A casino is a building that contains a gambling hall. People gamble at a variety of casino games, including poker, black jack, bingo, craps and roulette. The gambling industry is a billion-dollar business worldwide.

Gambling was illegal for much of America’s history, but it continued on clandestine lines, often with the complicity of local law enforcement officials. Nevada was the first state to legalize casino gambling, but it took decades before other states followed suit. Casinos compete to attract the most money from tourists, and they lure gamblers with free drinks, all-you-can-eat buffets and plush hotel rooms.
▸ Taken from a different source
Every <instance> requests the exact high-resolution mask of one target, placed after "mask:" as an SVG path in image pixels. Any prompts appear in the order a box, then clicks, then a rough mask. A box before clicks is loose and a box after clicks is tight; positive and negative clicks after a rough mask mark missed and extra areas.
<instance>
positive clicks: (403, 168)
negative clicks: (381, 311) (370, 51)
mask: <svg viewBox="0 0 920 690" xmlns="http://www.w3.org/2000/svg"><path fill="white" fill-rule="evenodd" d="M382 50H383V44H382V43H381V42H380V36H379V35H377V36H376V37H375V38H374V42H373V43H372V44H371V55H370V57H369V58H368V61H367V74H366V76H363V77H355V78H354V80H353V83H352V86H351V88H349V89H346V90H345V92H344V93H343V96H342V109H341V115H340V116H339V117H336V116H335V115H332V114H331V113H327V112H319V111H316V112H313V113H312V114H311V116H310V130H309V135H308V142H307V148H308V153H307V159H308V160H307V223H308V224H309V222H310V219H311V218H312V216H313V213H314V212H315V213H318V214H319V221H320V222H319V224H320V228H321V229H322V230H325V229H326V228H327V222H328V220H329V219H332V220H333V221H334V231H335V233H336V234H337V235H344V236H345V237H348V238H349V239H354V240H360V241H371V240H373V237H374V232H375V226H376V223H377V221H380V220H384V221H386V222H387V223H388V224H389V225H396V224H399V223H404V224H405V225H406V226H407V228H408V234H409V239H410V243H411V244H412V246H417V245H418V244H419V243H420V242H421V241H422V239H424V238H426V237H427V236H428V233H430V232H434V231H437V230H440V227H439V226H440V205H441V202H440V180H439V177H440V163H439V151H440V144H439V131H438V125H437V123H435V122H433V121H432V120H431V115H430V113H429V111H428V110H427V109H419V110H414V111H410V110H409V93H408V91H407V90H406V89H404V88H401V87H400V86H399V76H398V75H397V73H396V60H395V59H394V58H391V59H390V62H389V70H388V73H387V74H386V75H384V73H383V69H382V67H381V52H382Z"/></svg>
Every game a casino offers has a built in advantage for the house, but the edge can be very small. That slight edge earns the casino millions of bets, and it’s rare that a casino loses money in a single day. The profits help casinos fund elaborate hotels, fountains and giant pyramids, towers and replicas of famous landmarks.

Casinos also use a variety of psychological tricks to make their facilities more appealing to gamblers. Bright and sometimes gaudy colors are used on the floor and walls to create a stimulating and cheery atmosphere. Slot machines are designed to appeal to humans’ senses of sight, touch and sound—more than 15,000 miles (24,100 km) of neon tubing is used to light casinos in Las Vegas. Casinos are noisy places, with music blaring and staff shouting encouragement.

In 2005, Harrah’s Entertainment reported that the typical casino patron was a forty-six-year-old woman with above-average income who visited two or more casinos in the previous year. Those figures were based on face-to-face interviews with 2,000 adults and questionnaires mailed to 100,000.